Я ожидал волшебства, а увидел лишь безобразно увеличенные маленькие изящные предметы. Не больше. Никакого волшебства не было. В конце концов, не все ли равно, какого размера был мушиный глаз? Пусть хоть величиной с раздутый воздушный шар, заключенный в сетчатую оболочку.
Затем я исследовал под микроскопом тончайший шелковисто-золотой волосок, незаметно вырванный мною из локона Нади Заря-Заряницкой. Надя даже не заметила, как я совершил эту кражу.
Я принес Надин волосок домой и положил его между двух узких стеклышек, озарив их волшебным зеркальцем, так легко повернувшимся на своей оси. Я прильнул глазом к окуляру, надеясь увидеть нечто сказочное. Сначала в ярком кружке света все было мутно, размыто. Тогда я подкрутил окуляр по глазам, и вдруг с необычайной резкостью передо мной показалось какое-то золотистое бревно, грубый ствол какого-то растения вроде бамбука с белой луковицей на конце.
…Так это и есть волос Нади Заря-Заряницкой, так бережно принесенный мною в гимназическом билете?…
Неужели же Надины прелестные голубые — почти аквамариновые — глаза, ее рыжеватые ресницы, ее золотистые веснушечки превратились бы под микроскопом в грубые, неестественно громадные, некрасивые предметы величиной со слона?
Кому это нужно?
Я разочаровался в своем микроскопе. Он не открыл мне тайны вещества, материи, на что я так надеялся. Оказалось, что стократное увеличение ничего не дает.
А вот у одного знакомого богатого гимназиста — узнал я — есть микроскоп, увеличивающий в пятьсот раз. Я видел этот микроскоп, по сравнению с которым мой выглядел нищенски-жалким.
У микроскопа богатого мальчика был особый осветительный прибор — хрустальный гладкий шар, наполненный чистейшей водой. Через этот шар пропускался свет электрической лампочки с зеркальным рефлектором, и луч страшной силы падал на стекло с препаратом.
Богатый мальчик показал мне кровообращение головастика. Я заглянул в окуляр и увидел часть какого-то полупрозрачного тела, пронзенного электрическим лучом из хрустального шара; в нем пунктирно двигались пульсирующие частицы — как мне объяснил богатый мальчик, кровяные шарики, или белковые тельца, или что-то в этом роде.
Вот это был микроскоп, так микроскоп!
…с этого дня мой дешевый микроскоп, поставленный на стол рядом с глобусом и кинематографическим проекционным аппаратом, играл лишь бутафорскую роль некоего научного прибора. Это было тогда, когда в меня вселялась душа великого Менделеева и я производил свои ужасные химические опыты…

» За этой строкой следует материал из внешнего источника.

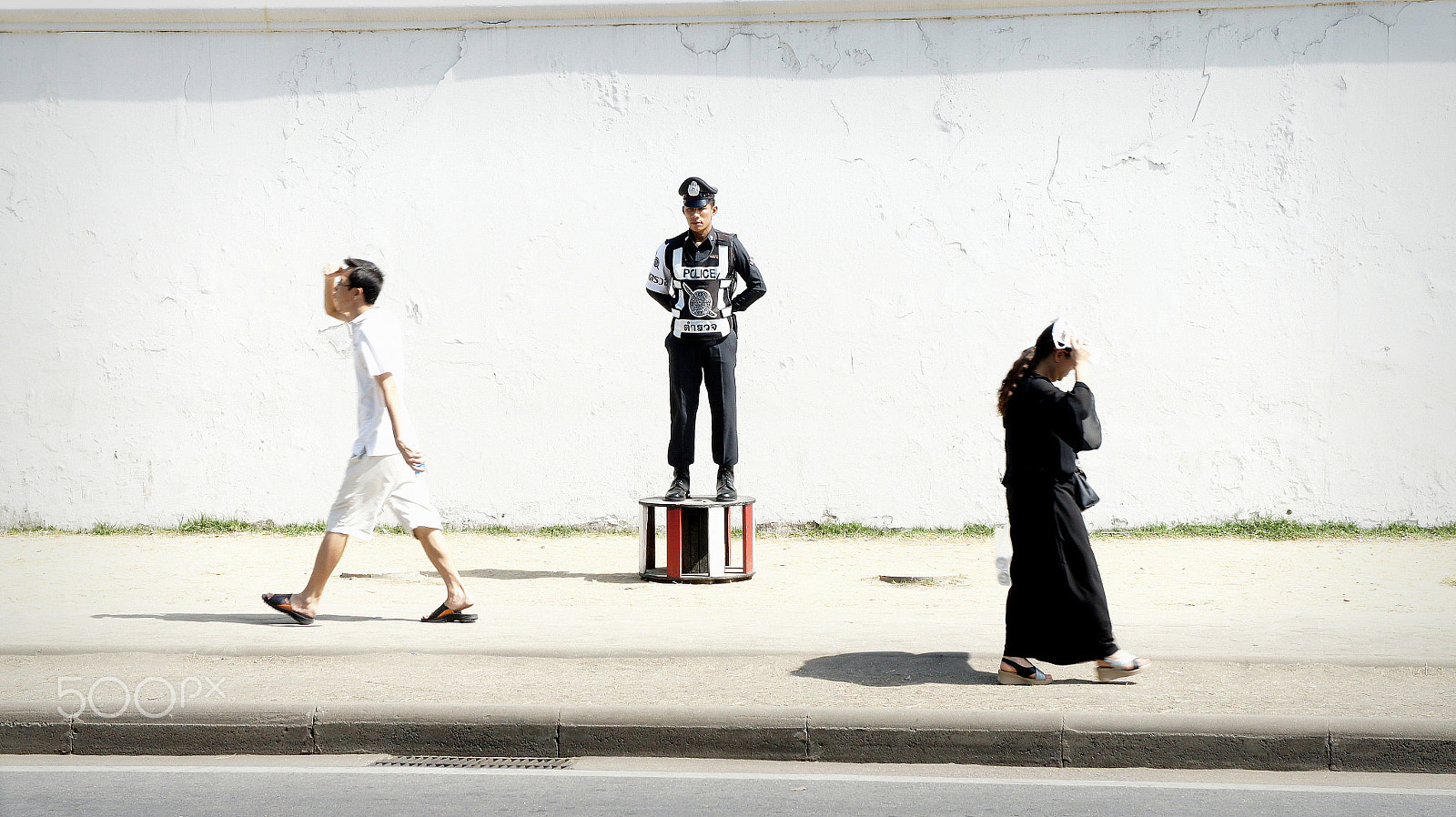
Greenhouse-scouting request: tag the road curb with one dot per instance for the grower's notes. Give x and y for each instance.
(832, 734)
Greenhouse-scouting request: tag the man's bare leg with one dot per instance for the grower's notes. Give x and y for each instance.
(434, 545)
(325, 562)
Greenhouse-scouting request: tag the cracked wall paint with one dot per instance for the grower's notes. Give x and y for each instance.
(1249, 211)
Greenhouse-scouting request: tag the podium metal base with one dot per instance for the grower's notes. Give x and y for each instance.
(698, 543)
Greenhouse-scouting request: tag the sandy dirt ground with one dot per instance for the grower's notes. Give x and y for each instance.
(1281, 628)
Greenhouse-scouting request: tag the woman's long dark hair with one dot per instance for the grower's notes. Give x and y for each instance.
(1028, 360)
(1016, 378)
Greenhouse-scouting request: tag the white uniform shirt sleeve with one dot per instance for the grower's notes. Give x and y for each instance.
(380, 346)
(657, 277)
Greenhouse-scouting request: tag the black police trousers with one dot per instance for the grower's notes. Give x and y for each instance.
(692, 364)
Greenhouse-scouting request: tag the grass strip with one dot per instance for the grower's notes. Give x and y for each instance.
(1259, 528)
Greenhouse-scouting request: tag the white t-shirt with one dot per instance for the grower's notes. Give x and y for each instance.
(378, 348)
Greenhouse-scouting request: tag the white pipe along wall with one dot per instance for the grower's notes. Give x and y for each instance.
(1247, 210)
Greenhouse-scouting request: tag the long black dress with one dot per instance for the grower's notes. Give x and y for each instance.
(1056, 608)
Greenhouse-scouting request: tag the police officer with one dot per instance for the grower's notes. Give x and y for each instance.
(693, 277)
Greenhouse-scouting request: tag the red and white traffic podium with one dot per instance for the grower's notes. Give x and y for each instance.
(698, 543)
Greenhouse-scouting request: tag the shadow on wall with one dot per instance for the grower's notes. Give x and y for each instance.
(309, 65)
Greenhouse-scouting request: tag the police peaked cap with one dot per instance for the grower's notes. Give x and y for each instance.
(696, 193)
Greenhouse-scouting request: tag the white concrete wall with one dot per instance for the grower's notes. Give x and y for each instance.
(1249, 211)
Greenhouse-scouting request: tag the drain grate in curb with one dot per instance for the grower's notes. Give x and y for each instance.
(422, 761)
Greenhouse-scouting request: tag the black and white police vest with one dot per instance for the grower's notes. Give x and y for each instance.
(703, 306)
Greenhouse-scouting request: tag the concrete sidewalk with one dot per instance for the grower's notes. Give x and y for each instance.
(1267, 656)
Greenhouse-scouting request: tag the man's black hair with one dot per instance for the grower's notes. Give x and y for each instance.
(366, 276)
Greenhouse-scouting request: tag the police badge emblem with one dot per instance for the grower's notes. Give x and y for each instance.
(701, 303)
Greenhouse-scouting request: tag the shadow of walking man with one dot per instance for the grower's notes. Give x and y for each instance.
(895, 669)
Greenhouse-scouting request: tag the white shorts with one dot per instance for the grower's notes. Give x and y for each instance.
(370, 484)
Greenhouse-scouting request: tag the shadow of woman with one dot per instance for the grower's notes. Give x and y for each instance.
(895, 669)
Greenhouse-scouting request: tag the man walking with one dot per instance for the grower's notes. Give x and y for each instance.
(385, 468)
(693, 277)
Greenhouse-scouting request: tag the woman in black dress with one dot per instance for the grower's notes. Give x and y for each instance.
(1056, 608)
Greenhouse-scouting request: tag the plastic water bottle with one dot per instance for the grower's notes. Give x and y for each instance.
(1002, 540)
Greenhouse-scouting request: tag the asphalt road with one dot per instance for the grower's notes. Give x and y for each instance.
(672, 788)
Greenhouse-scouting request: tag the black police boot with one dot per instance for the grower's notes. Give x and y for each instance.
(679, 489)
(725, 489)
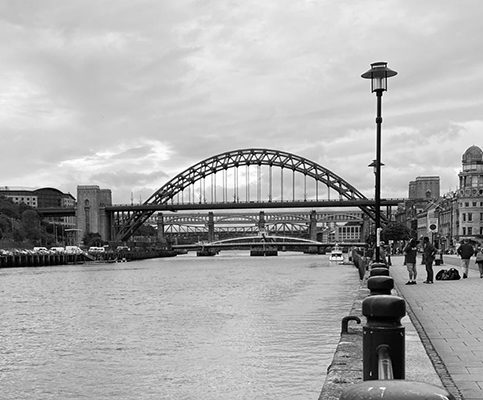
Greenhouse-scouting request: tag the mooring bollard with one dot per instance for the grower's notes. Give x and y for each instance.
(378, 265)
(379, 271)
(395, 390)
(383, 313)
(380, 284)
(345, 323)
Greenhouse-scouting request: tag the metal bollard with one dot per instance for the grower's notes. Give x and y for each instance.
(380, 284)
(395, 390)
(379, 271)
(378, 265)
(383, 313)
(345, 323)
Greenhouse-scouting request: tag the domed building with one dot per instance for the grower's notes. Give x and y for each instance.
(470, 195)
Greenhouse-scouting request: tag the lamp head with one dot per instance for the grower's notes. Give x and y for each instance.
(378, 75)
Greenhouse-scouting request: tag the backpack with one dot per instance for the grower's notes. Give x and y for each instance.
(441, 273)
(451, 274)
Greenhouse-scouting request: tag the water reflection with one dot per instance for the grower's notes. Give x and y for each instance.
(228, 327)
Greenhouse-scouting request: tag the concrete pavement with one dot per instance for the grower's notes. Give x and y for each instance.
(449, 319)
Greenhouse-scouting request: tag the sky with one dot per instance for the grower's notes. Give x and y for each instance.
(128, 94)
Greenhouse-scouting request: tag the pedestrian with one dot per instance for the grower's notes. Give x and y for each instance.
(428, 253)
(479, 260)
(410, 252)
(465, 251)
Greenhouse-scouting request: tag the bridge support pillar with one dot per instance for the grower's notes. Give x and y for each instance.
(261, 222)
(313, 225)
(211, 227)
(160, 223)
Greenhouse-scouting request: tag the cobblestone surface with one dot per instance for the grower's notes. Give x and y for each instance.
(448, 316)
(423, 363)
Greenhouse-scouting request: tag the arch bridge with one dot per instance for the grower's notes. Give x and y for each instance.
(246, 179)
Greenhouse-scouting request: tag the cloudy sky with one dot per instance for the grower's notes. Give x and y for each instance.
(127, 94)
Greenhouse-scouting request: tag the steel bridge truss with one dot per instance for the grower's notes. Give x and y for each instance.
(199, 184)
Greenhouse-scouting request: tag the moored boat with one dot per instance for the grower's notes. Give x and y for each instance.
(336, 254)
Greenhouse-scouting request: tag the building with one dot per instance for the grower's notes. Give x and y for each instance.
(90, 212)
(38, 198)
(470, 195)
(454, 216)
(45, 198)
(424, 187)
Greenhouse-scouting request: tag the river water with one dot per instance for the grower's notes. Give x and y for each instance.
(226, 327)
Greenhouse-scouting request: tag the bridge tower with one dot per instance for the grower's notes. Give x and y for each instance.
(313, 225)
(91, 214)
(261, 222)
(160, 223)
(211, 227)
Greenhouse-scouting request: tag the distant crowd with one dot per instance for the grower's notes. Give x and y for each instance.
(466, 250)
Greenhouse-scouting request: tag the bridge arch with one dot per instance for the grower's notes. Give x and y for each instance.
(235, 159)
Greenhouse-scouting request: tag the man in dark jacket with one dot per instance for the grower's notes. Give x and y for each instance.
(429, 253)
(465, 251)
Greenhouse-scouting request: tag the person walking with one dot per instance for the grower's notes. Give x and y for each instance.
(479, 260)
(428, 253)
(410, 252)
(465, 251)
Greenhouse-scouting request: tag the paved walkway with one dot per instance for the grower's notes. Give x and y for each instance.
(449, 318)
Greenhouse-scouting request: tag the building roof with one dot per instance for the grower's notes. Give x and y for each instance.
(472, 154)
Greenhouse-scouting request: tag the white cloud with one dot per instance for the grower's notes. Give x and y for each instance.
(145, 89)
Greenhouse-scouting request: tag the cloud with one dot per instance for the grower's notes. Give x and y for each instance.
(136, 92)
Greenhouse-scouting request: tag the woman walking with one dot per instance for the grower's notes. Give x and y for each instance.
(410, 252)
(479, 260)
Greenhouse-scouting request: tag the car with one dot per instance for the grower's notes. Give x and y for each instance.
(73, 250)
(122, 248)
(95, 249)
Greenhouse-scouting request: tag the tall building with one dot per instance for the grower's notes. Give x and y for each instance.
(470, 195)
(424, 187)
(91, 217)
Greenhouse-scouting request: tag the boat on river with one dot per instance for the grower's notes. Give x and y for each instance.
(336, 255)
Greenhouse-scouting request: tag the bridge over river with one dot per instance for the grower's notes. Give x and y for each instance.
(256, 179)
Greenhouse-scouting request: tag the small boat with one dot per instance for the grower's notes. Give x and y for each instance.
(336, 255)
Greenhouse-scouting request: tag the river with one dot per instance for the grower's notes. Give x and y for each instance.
(226, 327)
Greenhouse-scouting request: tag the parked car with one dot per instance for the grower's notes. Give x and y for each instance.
(94, 249)
(73, 250)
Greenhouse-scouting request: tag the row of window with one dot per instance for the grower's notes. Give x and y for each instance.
(468, 217)
(473, 204)
(468, 231)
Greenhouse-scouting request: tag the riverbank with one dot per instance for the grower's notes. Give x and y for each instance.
(346, 367)
(42, 260)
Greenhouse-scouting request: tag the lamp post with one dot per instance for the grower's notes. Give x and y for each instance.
(378, 75)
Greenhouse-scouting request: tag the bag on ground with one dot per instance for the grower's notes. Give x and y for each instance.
(451, 274)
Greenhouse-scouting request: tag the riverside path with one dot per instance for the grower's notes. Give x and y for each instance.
(448, 317)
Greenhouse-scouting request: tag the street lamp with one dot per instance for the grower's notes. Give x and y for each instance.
(378, 75)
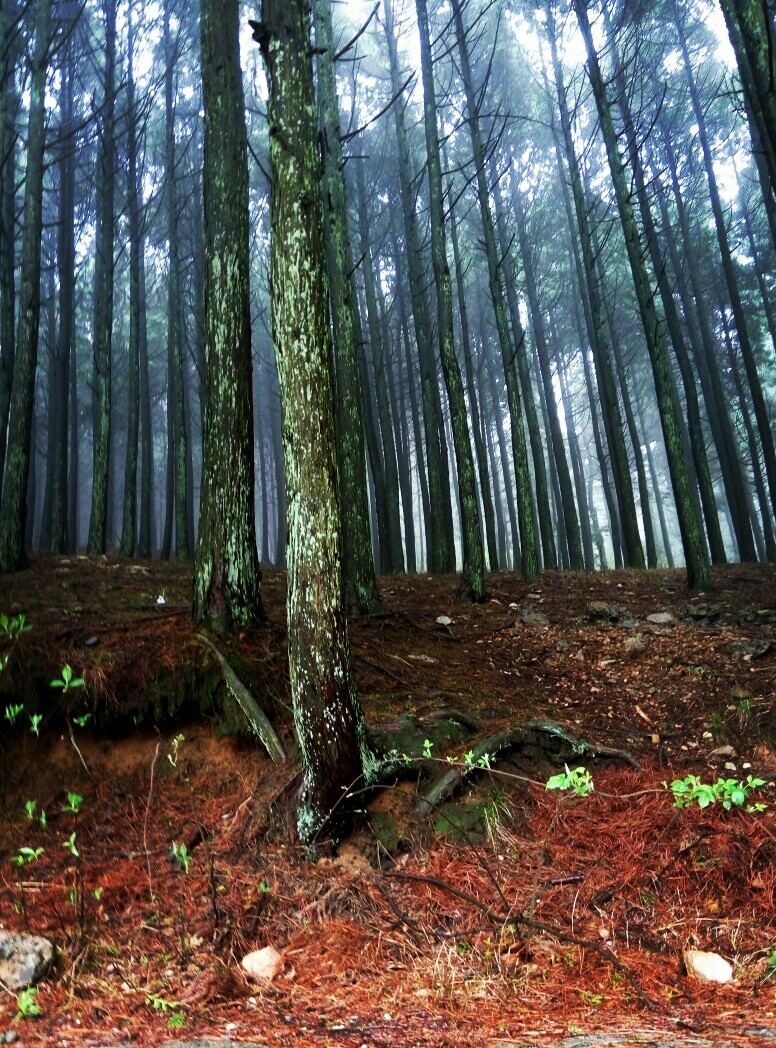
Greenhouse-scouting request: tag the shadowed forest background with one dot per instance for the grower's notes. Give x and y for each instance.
(557, 378)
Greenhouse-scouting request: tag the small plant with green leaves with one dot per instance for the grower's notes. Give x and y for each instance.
(160, 1003)
(67, 682)
(579, 781)
(13, 711)
(26, 1004)
(180, 855)
(729, 792)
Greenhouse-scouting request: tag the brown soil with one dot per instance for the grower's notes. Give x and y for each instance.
(554, 915)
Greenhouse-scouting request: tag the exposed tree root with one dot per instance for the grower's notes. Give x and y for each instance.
(535, 925)
(448, 783)
(257, 719)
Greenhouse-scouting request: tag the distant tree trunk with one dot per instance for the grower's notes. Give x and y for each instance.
(694, 424)
(698, 575)
(390, 466)
(103, 308)
(704, 349)
(485, 480)
(176, 434)
(9, 46)
(537, 322)
(529, 544)
(624, 522)
(14, 509)
(227, 572)
(438, 555)
(520, 355)
(60, 377)
(473, 571)
(751, 27)
(328, 719)
(758, 402)
(585, 510)
(129, 519)
(361, 587)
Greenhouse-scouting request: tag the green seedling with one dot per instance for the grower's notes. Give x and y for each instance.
(26, 1004)
(579, 781)
(67, 681)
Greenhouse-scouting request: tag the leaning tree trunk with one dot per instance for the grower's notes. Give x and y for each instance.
(473, 573)
(755, 386)
(328, 718)
(595, 320)
(361, 586)
(103, 333)
(698, 575)
(129, 517)
(14, 510)
(522, 474)
(438, 540)
(227, 572)
(66, 265)
(9, 44)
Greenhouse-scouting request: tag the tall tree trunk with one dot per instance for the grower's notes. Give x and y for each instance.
(393, 529)
(485, 481)
(227, 572)
(438, 558)
(540, 341)
(176, 433)
(9, 45)
(361, 587)
(704, 349)
(14, 509)
(530, 552)
(473, 571)
(103, 308)
(129, 519)
(329, 721)
(758, 402)
(624, 522)
(59, 388)
(698, 575)
(694, 426)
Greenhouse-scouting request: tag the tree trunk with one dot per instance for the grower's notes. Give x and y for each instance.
(361, 586)
(103, 333)
(698, 575)
(758, 402)
(529, 544)
(227, 572)
(624, 522)
(328, 719)
(473, 570)
(14, 509)
(438, 557)
(129, 520)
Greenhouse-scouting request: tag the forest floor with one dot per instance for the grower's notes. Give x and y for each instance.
(509, 915)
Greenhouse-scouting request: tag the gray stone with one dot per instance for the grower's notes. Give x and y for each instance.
(602, 611)
(636, 645)
(24, 959)
(530, 616)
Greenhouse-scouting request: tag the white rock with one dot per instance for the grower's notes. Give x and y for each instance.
(24, 959)
(708, 967)
(262, 963)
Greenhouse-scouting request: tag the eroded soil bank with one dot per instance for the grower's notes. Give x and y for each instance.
(508, 914)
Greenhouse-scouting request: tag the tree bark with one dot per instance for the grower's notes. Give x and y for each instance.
(227, 572)
(328, 719)
(14, 509)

Потом мой микроскоп постигла печальная судьба мандолины.
Алмазная корона
Достать проволоку было просто: мотки проволоки всегда лежали в подвале дома для нужд иллюминации в царские дни. Проволоку протягивали перед домом между стволами акаций и вешали на нее шестигранные фонарики с разноцветными стеклами. В средине фонарика зажигалась елочная свечка, и на тротуаре под каждым фонарем качалась многоцветная звезда. Там же, в подвале, рядом со связками фонариков в углу стояли трехцветные флаги, вывешиваемые над воротами в торжественных случаях.
Отрезав кусачками немного мягкой железной проволоки, я принес ее домой и при помощи плоскогубцев сделал из нее нечто вроде небольшой короны, более, впрочем, похожей на корзиночку, чем на корону. Но это не имело существенного значения, так как это была еще не корона, а лишь ее остов.
Затем я приступил к приготовлению насыщенного соляного раствора, дела совсем не трудного: в чайный стакан с теплой водой надо было понемножку подсыпать поваренной соли, принесенной из кухни в деревянной банке, и делать это до тех пор, пока соль не перестанет растворяться. Как только соль перестанет растворяться — стало быть, стоп: вода превратилась в насыщенный раствор.
После этого я привязал нитку к верхушке короны и осторожно погрузил ее в стакан с насыщенным раствором так, чтобы она висела, не касаясь дна. А нитку я привязал к карандашу, положенному сверху на стакан, как и полагалось по всем правилам проведения этого увлекательного физического опыта.
Стакан с насыщенным раствором поваренной соли и висящей в нем коронкой следовало как можно осторожнее поставить в какое-нибудь тихое, спокойное местечко и ждать.
Набраться терпения и ждать.
Недели через две-три, а то и через месяц вода насыщенного раствора настолько испарится, что избыточная соль в виде красивых кристаллов осядет на проволоке и остов проволочной коронки вдруг — в один какой-то неуловимый миг — превратится как бы в алмазную коронку.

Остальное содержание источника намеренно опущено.